With that in mind, I'd like to get back to the facts — what's actually happened on the airwaves as well as on the ground in Cleveland — because so much of this debate's heated aspects have centered around caricatures that bare little relation to reality. And however you end up defining your passion for all things radio, we're still part of the same larger tribe. If you've ever tried to discuss transmitter sites and ERP in mixed company, you know this all too well!
First, Cleveland State University: Some of the folks posting here have imagined the school as full of privileged upper middle-class kids oblivious to the world beyond their little campus bubble and taking that attitude with them to its radio station, WCSB. There are plenty of schools with radio stations like this — and yes, they're embarrassing to hear — but Cleveland State University isn't one of them.
CSU is largely seen by locals as, rightly or wrongly, being one step above a community college. It's where you go if you don't have a lot of money, or don't want to leave Cleveland, and you also still want or simply need a degree. Very few attend CSU to "find themselves" or explore the liberal arts. It's common for students to take a semester off, or even a year or more off, before later returning to school. Some don't even start at CSU until long after they've graduated high school. And it's a commuter school. Plenty are working while taking classes, often in non-campus jobs. In fact, the campus itself is kind of grim — it's basically just a bunch of buildings in downtown Cleveland. Forget about ivy-covered classical structures and bucolic fields of green. This is old-school Cleveland in every sense. It also helps explain the nature of the Ideastream deal: on-air publicity at Ideastream's NPR and PBS TV stations instead of cash. CSU is in serious financial trouble and its board clearly believes the way out is to rebrand the school as a more upscale and desirable choice for wealthier families to send their kids — kids who are currently going to say, Kent State University in Kent, Ohio University in Athens, or Ohio State in Columbus.
To reiterate, the students who have been on the air at WCSB tend to be a bit older and already part of the social fabric of the city. That means DJs with a deeper musical knowledge and life experience to draw from. The station has also always seen its listening audience as the greater Cleveland area, not just students — who, again, live all over that same greater Cleveland area. As noted by airwaves_dream, keeping alumni on the air makes perfect sense in this context. It's also part of what enriches the programming and builds listening audiences. I started listening to WCSB in the early '90s, and I can tell you that the size of their citywide audience (as well as the one for WRUW, which also features a mix of student and alumni DJs) has historically always been far larger than the college radio audience in almost any other burg (besides Boston). That's also why there's been so much local pushback about the Ideastream PSOA.
We've seen these kinds of deals for the past 15 years or so now, where a school either sells or hands off the operation of their station to an NPR affiliate. But in no other city — not even in liberal San Francisco with the sale of KUSF — have we seen this kind of uproar from not only angry listeners, but widespread, continued coverage and condemnation from the local media and government officials.
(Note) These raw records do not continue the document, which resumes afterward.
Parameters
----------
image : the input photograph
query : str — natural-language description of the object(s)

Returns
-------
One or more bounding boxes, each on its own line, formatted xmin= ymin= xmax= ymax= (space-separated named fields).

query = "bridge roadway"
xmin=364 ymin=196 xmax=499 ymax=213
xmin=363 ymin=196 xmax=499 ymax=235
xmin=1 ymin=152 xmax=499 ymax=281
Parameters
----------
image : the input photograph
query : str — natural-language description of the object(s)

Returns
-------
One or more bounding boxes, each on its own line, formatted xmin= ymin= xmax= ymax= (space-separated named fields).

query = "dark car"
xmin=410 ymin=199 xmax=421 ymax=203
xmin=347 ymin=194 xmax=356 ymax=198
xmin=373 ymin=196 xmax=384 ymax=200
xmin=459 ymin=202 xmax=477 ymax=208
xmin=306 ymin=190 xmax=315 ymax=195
That speaks to the reach and impact of college radio in Cleveland. You've got reporters and city council members who regularly tune in, not just a handful of hipsters.
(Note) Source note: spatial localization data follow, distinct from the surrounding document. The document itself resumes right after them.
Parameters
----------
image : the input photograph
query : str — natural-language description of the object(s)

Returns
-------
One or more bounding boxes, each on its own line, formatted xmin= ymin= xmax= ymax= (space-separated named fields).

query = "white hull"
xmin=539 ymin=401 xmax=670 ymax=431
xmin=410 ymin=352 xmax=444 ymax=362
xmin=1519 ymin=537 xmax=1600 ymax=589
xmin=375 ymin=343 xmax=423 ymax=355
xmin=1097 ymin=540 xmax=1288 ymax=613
I understand that for some folks here who have little interest in college radio, or in any kind of non-commercial radio, the drama at WCSB produces little more than a shrug. All I would ask is that, as fybush wrote, you please remember that there are other people here at Radio Discussions who love everything about radio just as much as you do, but who don't understand why there can't also be a few places on the FM dial for stations like WCSB with DJs who cherish the idea of radio as a forum for creative experimentation and free expression, in whatever way you want to define that. We're all here together playing online in this same digital sandbox. So let's try to, ahem, not pee in it, ok?